Re: [sl4] I am a Singularitian who does not believe in the Singularity.

From: Vladimir Nesov (robotact@gmail.com)
Date: Fri Oct 09 2009 - 10:50:32 MDT


On Fri, Oct 9, 2009 at 8:44 PM, John K Clark <johnkclark@fastmail.fm> wrote:
> On Thu, 8 Oct 2009 "Vladimir Nesov" <robotact@gmail.com> said:
>
>> How to interface incompleteness with "goals" and "infinite loops" and
>> "mind" and goals being "fixed" is far from being obvious
>
> Godel proved that there are some things that are true but have no proof,
> that means you will never find a counterexample to show it to be wrong
> and never find a finite proof to prove it right.
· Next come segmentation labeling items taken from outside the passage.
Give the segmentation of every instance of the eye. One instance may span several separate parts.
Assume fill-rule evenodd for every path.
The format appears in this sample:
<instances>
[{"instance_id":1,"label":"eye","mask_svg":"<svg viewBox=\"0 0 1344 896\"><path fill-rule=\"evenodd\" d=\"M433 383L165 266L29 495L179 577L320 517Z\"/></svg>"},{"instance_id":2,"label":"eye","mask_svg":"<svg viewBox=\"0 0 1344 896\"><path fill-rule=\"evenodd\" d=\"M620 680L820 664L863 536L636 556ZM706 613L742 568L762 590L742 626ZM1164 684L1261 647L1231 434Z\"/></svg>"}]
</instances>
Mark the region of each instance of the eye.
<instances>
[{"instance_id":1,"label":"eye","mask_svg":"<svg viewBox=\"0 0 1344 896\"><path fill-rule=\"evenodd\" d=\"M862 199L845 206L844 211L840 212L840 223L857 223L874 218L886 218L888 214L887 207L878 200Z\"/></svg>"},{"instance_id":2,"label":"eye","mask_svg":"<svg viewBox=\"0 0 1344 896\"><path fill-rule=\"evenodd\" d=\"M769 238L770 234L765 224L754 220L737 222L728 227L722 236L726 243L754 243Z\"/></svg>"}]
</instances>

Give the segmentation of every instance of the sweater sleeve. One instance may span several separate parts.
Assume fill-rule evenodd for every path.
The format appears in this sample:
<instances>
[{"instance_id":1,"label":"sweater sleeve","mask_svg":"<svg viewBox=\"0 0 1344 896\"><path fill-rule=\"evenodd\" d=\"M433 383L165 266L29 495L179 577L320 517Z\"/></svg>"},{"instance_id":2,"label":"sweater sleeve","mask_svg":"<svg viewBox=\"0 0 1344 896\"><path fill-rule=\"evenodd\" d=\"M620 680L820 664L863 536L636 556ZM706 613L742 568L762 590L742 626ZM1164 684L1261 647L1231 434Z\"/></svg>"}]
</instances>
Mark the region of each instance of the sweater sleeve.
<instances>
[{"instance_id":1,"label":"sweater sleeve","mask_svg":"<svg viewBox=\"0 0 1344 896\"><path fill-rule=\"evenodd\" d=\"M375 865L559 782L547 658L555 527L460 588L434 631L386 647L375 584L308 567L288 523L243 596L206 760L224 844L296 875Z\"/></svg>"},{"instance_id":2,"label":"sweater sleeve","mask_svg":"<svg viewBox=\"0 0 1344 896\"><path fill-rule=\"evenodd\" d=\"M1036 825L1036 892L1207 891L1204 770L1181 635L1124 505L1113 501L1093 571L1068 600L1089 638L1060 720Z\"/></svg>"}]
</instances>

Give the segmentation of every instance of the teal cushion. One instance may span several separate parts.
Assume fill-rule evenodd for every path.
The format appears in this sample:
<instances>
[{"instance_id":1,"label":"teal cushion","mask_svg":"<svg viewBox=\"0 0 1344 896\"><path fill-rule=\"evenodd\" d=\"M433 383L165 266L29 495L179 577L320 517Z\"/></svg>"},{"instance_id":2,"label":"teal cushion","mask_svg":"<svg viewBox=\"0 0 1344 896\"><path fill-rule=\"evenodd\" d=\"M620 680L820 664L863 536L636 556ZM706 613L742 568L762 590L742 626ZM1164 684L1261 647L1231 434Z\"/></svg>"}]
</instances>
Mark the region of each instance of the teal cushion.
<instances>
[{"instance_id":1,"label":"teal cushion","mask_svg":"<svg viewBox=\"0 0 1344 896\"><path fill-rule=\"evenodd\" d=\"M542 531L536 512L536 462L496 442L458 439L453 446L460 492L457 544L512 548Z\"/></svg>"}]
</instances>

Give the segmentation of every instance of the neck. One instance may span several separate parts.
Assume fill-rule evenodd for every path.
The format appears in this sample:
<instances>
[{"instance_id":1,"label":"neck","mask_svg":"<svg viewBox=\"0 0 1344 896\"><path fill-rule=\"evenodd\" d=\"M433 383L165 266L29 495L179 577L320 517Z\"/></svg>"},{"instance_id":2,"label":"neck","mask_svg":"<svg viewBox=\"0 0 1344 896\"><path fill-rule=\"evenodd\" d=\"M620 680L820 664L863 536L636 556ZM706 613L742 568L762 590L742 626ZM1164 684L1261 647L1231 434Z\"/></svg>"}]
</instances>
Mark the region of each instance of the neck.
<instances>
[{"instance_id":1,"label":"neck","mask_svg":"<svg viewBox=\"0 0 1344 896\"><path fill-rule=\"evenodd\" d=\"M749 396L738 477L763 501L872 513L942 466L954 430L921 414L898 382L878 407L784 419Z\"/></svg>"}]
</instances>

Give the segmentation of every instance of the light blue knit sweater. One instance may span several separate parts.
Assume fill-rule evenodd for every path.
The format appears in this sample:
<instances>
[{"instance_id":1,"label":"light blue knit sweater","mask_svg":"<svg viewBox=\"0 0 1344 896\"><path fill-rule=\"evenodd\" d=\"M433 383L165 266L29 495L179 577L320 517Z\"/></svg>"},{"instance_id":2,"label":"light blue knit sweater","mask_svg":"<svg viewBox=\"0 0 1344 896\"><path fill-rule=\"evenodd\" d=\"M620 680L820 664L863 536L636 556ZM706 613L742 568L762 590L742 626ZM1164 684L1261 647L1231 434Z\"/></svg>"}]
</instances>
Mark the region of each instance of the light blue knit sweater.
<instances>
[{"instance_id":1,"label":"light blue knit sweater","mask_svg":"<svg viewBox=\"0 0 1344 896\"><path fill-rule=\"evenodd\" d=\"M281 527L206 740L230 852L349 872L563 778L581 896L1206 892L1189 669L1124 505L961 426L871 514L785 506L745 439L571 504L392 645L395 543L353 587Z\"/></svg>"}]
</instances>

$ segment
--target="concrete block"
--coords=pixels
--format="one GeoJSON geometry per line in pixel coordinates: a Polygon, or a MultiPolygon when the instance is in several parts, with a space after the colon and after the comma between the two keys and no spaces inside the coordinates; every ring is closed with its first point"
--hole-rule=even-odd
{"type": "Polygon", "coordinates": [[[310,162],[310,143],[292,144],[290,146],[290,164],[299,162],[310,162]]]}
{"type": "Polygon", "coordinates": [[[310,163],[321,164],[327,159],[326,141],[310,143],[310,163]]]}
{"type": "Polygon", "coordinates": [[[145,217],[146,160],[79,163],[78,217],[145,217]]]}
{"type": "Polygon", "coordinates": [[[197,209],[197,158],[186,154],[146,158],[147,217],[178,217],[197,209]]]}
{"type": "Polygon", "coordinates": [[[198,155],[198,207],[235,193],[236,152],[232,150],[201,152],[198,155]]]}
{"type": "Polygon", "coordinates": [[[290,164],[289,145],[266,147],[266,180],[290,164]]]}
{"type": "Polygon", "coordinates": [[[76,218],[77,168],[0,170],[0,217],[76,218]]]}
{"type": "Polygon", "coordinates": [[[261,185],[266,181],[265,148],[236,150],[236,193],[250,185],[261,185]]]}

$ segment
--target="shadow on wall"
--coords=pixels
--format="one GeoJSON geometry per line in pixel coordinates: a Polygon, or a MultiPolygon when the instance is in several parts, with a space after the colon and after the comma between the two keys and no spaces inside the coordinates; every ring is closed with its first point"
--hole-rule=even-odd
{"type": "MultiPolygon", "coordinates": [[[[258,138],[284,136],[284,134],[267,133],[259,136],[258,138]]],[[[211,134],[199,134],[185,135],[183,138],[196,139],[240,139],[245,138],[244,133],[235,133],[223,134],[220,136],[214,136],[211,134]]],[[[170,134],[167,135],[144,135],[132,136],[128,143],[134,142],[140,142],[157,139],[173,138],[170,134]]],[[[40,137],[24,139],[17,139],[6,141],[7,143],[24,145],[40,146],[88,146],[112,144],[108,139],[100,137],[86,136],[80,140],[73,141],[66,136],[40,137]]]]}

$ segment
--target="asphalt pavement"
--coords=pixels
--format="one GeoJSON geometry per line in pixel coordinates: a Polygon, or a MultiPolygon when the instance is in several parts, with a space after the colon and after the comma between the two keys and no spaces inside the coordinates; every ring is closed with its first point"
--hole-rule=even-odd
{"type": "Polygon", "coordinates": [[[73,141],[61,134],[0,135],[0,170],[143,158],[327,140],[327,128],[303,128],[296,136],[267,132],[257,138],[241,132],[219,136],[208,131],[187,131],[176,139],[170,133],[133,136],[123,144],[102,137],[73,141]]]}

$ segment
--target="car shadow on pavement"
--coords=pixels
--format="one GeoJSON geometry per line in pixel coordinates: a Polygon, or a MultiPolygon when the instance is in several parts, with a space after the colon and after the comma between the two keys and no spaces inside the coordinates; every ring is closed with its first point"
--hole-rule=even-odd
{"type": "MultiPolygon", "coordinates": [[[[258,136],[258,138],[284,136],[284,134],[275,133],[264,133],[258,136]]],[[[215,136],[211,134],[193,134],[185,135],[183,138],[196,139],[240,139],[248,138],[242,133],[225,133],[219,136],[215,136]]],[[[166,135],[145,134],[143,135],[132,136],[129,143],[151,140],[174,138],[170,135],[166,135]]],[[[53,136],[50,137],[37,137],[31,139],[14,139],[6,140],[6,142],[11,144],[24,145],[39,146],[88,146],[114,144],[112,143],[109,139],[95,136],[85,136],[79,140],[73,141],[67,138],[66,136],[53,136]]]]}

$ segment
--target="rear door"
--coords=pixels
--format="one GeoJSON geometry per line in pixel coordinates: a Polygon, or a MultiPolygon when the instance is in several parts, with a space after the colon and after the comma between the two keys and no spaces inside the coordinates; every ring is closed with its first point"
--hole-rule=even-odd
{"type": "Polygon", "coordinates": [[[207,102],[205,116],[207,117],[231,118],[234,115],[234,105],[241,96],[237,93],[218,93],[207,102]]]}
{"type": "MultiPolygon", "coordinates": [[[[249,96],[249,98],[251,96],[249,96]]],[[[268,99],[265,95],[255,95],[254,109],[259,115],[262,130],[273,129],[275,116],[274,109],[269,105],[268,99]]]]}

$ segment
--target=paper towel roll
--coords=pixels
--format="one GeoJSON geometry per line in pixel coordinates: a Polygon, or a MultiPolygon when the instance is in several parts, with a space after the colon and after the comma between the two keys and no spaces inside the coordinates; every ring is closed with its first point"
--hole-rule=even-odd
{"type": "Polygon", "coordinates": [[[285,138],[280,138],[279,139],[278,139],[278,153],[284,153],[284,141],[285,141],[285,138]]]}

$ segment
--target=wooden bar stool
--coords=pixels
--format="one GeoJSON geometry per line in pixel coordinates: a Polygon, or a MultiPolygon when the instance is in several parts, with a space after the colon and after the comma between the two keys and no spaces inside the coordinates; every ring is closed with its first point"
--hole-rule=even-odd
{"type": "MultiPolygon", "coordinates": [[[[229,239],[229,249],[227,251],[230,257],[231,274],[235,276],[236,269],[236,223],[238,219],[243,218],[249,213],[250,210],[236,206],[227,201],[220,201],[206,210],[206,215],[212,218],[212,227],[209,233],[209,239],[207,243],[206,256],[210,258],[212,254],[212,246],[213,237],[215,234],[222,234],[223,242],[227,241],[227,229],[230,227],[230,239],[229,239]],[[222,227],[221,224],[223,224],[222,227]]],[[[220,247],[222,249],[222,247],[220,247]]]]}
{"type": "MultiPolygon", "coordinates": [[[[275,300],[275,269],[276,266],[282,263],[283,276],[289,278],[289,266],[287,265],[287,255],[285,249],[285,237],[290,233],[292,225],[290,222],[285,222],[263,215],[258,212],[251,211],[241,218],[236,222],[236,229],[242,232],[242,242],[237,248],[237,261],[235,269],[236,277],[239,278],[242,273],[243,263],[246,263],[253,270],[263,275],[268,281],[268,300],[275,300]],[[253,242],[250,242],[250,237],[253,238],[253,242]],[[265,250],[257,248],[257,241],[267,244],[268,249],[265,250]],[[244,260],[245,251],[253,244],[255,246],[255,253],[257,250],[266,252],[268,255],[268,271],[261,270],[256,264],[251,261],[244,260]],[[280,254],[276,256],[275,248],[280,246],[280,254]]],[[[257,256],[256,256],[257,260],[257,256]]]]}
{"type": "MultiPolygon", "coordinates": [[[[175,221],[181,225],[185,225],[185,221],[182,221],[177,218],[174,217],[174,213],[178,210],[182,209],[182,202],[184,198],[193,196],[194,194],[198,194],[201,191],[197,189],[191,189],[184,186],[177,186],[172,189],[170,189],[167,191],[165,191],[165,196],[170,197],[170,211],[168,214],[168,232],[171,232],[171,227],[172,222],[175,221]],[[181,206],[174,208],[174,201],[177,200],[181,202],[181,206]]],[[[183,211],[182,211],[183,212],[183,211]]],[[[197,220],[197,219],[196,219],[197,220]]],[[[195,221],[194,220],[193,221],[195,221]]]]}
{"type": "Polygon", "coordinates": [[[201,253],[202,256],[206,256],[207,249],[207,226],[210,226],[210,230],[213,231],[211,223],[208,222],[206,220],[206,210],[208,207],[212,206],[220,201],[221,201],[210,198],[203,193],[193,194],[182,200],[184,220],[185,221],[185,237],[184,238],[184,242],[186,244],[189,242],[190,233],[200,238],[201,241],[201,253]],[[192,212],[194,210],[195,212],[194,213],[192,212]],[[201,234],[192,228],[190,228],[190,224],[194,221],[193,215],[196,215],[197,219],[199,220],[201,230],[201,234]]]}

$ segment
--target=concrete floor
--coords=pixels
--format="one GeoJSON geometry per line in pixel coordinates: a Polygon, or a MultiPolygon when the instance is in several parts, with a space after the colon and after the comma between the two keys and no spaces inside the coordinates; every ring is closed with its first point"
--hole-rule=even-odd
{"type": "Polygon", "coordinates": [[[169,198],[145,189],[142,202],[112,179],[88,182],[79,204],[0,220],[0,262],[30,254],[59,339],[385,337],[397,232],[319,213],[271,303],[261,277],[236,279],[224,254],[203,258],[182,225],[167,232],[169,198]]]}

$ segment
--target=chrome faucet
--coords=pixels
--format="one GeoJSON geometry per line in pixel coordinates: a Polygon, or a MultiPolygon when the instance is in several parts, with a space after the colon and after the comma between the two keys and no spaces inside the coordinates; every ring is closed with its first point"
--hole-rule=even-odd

This wouldn't be so bad
> if you could determine that some things are false or true but
> unprovable, then you could just ignore them and move on to other things;
> but in 1936 Turing showed that you can't even do that. That means that
> in general you can't determine if you are in a infinite loop or not;
> perhaps you will get your answer in 2 more seconds, perhaps 3, perhaps
> 10 billion years, perhaps never. Real minds get around this problem by
> getting bored, after tackling a task for a long time and making no
> progress they get bored and move on to other problems that look more
> productive. A fixed goal mind could never do this, a fixed goal mind
> never gets bored so it's stuck forever. That's why evolution never made
> a fixed goal mind.
>

Oh my. I actually tried to listen to you, in the olden days.